Oxfam calls for wealth taxes. Oxfam has published a report this week, coinciding with the World Economic Forum conference in Davos, highlighting the extent of global wealth inequality and calling for new taxes to be levied on the super-rich. The report finds that $26 trillion of new wealth created since the start of the pandemic went to the world’s richest 1% and that for every $1 of new global wealth earned by a person in the bottom 90% over the last two years, each billionaire gained roughly $1.7 million. Oxfam is a supporter of the Stop the Squeeze campaign: a coalition of civil society groups who are calling on the government to tackle the cost of living crisis by raising taxes on wealth.

UK tax gap. HMRC is failing to collect billions of pounds worth of tax and is delivering an “unacceptable” service, according to the Public Accounts Committee. The tax gap - that is, the gap between the money owed to HMRC and what has actually been paid - rose to £42 billion in 2021-22, up from £32 billion the previous year. 

Wealth taxes for growth and efficiency? Wealth taxes, rather than capital income (or capital gains) taxes, are more effective in boosting productivity, argues a new academic paper published in the Quarterly Journal of Economics. The study finds that wealth taxes are not only better at lowering inequality, but also at promoting efficiency, because they lead to higher taxes on unproductive wealth. 

Work and inflation

Work and high temperatures. Nearly 30 million UK workers are “in danger from deadly summer heatwaves”, according to new analysis by Autonomy. The report echoes the TUC’s call for a new statutory maximum working temperature of 27 degrees celsius for strenuous work and 30 degrees celsius for indoor work. It also calls for retrofitting programmes to be expanded to include workplaces as well as housing stock. 

Anti-strike legislation. The Government’s Strikes (Minimum Service Levels) Bill passed its second reading in the House of Commons on Tuesday. The new law effectively prevents workers from withdrawing their labour, as trade unions in key sectors would be required to keep “a minimum service level”. 

  • Industrial action myth busting. At last week’s Prime Minister’s Questions, Rishi Sunak stated that the International Labour Organisation supports minimum service levels and that such measures are present in France, Italy and Spain. However, this claim is false, says King’s College London academic Dr Ewan McGaughey. Not only can all French workers take industrial action, claims McGaughey, but they work three hours less per week than their UK counterparts for more pay and only need to give 24 hours notice before a strike (compared to the UK’s strike notice period of two weeks). 

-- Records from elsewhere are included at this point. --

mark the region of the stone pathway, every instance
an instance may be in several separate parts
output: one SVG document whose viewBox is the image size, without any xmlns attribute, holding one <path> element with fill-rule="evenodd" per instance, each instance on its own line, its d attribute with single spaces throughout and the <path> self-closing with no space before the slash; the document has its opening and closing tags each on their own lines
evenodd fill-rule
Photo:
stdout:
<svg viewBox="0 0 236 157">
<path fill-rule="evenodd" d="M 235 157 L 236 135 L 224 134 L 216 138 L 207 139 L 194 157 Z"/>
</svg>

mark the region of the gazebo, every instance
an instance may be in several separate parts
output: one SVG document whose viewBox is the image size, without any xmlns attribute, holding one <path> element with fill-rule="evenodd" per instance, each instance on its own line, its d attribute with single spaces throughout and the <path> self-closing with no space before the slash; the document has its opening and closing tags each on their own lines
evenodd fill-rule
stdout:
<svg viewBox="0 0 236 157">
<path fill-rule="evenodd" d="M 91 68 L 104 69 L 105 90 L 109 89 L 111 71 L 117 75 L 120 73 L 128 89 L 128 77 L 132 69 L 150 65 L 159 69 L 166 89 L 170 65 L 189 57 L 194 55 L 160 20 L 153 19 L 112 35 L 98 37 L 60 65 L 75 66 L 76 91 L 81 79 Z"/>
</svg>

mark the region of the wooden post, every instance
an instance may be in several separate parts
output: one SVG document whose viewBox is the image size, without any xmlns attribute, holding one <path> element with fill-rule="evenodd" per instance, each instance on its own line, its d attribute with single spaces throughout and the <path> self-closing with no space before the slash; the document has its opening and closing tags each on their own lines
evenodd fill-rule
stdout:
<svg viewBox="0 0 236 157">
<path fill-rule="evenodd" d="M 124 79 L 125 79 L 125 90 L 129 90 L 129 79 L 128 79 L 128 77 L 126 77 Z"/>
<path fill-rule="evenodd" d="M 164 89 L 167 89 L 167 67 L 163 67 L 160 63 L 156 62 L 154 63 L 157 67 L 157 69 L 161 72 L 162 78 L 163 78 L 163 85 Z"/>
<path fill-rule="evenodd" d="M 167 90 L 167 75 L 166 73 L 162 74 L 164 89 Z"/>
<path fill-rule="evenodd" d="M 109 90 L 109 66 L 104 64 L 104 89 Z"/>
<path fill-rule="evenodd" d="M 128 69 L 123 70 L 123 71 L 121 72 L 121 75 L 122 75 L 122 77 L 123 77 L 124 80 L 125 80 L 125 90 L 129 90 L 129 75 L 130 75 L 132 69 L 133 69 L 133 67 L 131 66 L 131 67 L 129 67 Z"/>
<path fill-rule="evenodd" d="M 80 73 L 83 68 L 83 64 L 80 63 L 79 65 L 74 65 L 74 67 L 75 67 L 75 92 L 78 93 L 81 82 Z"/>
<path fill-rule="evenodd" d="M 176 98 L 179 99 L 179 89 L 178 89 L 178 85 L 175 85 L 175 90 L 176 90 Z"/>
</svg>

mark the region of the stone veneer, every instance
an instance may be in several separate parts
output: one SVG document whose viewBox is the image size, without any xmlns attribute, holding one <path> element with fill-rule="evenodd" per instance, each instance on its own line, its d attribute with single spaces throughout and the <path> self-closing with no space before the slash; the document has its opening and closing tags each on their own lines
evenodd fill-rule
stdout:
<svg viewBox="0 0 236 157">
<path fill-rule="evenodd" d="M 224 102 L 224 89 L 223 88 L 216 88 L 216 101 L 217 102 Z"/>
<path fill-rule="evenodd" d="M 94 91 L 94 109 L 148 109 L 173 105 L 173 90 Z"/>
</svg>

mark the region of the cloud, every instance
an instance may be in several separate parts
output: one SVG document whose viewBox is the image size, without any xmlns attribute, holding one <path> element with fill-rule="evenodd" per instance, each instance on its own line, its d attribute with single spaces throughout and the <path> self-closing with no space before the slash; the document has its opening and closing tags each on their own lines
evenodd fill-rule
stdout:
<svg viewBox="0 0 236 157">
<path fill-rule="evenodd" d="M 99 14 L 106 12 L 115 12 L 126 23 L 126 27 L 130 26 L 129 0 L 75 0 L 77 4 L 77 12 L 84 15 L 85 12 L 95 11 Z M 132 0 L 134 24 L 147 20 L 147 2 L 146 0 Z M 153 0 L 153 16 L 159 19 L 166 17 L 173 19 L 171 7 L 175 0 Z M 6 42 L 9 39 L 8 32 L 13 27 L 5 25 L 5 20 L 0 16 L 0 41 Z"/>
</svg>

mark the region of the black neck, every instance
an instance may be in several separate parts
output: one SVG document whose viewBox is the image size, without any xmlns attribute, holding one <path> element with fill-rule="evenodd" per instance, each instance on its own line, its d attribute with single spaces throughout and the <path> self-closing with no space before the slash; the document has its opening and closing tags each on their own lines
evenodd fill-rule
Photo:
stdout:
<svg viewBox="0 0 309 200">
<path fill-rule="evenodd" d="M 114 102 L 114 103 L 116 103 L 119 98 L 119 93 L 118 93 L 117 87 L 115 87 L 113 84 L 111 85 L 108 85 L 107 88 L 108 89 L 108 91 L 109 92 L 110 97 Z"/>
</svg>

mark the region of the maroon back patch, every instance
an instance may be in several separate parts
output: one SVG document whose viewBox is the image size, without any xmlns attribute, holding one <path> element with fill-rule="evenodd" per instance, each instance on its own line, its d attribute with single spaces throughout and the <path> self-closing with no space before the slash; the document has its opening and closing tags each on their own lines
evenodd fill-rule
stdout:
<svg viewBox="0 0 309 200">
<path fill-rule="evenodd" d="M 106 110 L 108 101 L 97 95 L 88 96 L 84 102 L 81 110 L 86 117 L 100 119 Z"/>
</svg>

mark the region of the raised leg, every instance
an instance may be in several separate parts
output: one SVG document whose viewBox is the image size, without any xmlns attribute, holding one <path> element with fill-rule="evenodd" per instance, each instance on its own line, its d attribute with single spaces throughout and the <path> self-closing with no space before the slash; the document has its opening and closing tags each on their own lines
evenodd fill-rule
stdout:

Personal indebtedness and industrial action. Over the last five decades, the rise of personal indebtedness has led to a reduction in the amount of strike activity across a number of countries, according to new research by the University of Bristol’s Giorgos Gouzoulis. Last year, Common Wealth found that although the current wave of industrial action looks set to continue, strike activity is still well below historical averages.

Poverty and inequality

Bright Blue calls for minimum income. Conservative think tank Bright Blue has said that the UK’s welfare system is “not providing enough adequate, accessible and fair support” and has called for a “minimum income” to be introduced. It suggests that a reformed and expanded Social Security Advisory Committee should “recommend levels and uprating of different social security payments to help low-income households meet the ‘minimum living’ income”.